Fortunately though, a number of possible workarounds exist.
The designers of .NET Remoting chose to employ a lease based lifetime
management system. In this system, a lease object is attached to the server
side of each remoted object. There is exactly one Lease for each
MarshalByRefObject after it has been sent over a remoting boundary or manually
marshaled by the use of RemotingServices.Marshal(). Its the responsibility of
this lease to track the objects lifetime. The lease therefore stores
the objects lifetime in its public field CurrentLeaseTime which is of
type TimeSpan.
You can even access this lease and output an objects
lifetime by using code similar to the following:
public static void DumpStats(MarshalByRefObject o)
{
ILease le = (ILease) o.GetLifetimeService();
Console.WriteLine("Current TTL: {0}", le.CurrentLeaseTime);
}
In addition to tracking an objects current time to live,
the lease has a second property called RenewOnCallTime. This property is
used by the framework to increase the lease time whenever a method of the
destination object is called.
But the lease object itself only tracks the
lifetime. Neither does it increase the time to live when a method call is
received, nor does it periodically decrement the objects lifetime. These tasks
are performed by two other classes: The first on is called LeaseManager
and can be found in System.Runtime.Remoting.Lifetime. This class uses a
background thread to periodically check all remoted objects leases and
decrement their time to live. The second one is a sink in the server-side
remoting sink stack. It is called LeaseSink and can also be found in System.Runtime.Remoting.Lifetime.

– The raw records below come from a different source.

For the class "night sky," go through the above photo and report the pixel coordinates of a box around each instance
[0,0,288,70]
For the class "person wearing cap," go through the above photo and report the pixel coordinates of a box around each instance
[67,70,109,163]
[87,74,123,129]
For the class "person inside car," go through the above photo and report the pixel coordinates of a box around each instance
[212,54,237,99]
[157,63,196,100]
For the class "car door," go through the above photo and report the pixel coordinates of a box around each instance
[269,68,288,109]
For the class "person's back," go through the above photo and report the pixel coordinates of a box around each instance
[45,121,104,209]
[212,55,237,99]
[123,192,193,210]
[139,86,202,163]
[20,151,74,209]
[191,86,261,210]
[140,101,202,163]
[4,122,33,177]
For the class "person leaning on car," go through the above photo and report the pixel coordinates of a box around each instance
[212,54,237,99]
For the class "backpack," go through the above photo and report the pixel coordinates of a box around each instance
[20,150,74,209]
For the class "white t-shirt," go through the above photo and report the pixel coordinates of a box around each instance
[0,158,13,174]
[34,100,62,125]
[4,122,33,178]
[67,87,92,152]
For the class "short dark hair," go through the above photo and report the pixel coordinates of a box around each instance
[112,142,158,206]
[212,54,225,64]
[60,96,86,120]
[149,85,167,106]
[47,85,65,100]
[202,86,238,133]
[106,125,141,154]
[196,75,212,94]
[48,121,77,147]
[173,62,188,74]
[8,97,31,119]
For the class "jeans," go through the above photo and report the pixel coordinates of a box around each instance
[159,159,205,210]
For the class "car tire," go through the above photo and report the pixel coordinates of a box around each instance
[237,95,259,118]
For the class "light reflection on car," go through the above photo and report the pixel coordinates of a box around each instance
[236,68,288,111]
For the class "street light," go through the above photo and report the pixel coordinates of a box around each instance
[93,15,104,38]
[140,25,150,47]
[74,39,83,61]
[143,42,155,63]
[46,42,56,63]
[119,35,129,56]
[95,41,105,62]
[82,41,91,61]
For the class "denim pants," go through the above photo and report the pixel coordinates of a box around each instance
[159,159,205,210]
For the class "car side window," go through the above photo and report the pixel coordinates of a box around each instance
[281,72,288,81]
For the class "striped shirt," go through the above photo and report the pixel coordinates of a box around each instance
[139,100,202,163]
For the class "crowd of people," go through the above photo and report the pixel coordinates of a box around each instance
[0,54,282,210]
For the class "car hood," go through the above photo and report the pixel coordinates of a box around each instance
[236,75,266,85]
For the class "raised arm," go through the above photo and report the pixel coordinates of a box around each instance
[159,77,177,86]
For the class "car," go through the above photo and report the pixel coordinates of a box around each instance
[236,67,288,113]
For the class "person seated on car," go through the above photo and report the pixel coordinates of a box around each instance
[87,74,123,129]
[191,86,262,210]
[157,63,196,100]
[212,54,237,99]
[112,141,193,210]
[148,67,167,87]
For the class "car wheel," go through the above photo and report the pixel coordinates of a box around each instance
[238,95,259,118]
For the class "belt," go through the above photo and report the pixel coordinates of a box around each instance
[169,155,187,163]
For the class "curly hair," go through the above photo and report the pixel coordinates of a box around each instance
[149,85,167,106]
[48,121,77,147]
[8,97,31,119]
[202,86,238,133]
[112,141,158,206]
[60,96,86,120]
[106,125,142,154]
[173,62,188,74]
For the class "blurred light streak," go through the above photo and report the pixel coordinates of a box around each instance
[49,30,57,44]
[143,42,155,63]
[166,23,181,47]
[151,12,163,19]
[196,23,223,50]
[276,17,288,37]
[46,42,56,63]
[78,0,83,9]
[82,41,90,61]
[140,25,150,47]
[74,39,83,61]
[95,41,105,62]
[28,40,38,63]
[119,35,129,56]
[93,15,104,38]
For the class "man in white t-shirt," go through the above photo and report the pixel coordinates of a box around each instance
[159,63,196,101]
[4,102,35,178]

This sink is used for each and every server-side object and will increase their
time to live whenever a method call is received.
In addition to the purely TTL based system of leases and
lifetime, the .NET Remoting Framework also allows the developer to attach so
called Sponsor objects to a lease. These sponsors will be contacted by
the LeaseManager whenever the corresponding leases CurrentLeaseTime
reaches zero.
The combination of these two approaches allow the framework
to determine with quite high probability if an object is still used or if it
can be destroyed.
What happens next?
Now that you know how lifetime management works on the
outside, you might be interested in the internal workings. Is the object
immediately destroyed after timing out? Are there actually two different
garbage collectors in .NET? One for local applications, and another GC for
remote ones? Fortunately not.
But before getting into the guts of GC combined with
Remoting, lets first look at how MarshalByRefObjects are marshaled. The kind
of marshaling Im about to describe in a second will happen at the following
points:
- Whenever a MBR is published using
RemotingServices.Marshal()
- Whenever a server-activated object (SAO) in Singleton-mode
is accessed for the first time.
- Whenever a registered client-activated object (CAO) is
instantiated
Or more generally: Marshaling takes place, whenever a
MBR is passed over a remoting boundary.
As soon as this happens, a so called Identity object
is created. This identity points to the server-side MarshalByRefObject itself
and also to its objectURI which is either manually specified when
dealing with SAOs, or dynamically created when you are working with CAOs. To
complete the marshaling process, this identity is stored in a Hashtable
using the objectURI as a key. This Hashtable will later be used to
resolve incoming requests by acquiring the correct server-side destination
object depending on the URL used to call.
To illustrate this process, lets look at the following
Hashtable:
|
Key
|
Value
|
|
/URI/to/Object1
|
Identity -> Object#1
|
|
/URI/to/Object2
|
Identity -> Object#2
|
|
/URI/to/Object3
|
Identity -> Object#3
|
When the Remoting stack now receives an incoming request
targeted at /URI/to/Object2, it can grab the corresponding Identity
object and forward the call to the correct server-side destination object.
But wait! If all remoted objects are stored in one big Hashtable,
how can the Garbage Collector ever free them? Well, it cant. And this is
exactly where the lease-based lifetime management system comes together with
the normal GC. As soon as an objects lease reaches zero, the corresponding
identity object is simply removed from the Hashtable which makes the
destination object subject to GC. This renders the object unreachable by
remoting clients, but the real GC will happen at a later time.
So, one could say that the .NET Remoting lifetime management
system with all its leases, sponsors, background threads and sinks is in fact
just a highly sophisticated way of removing entries from a Hashtable.
|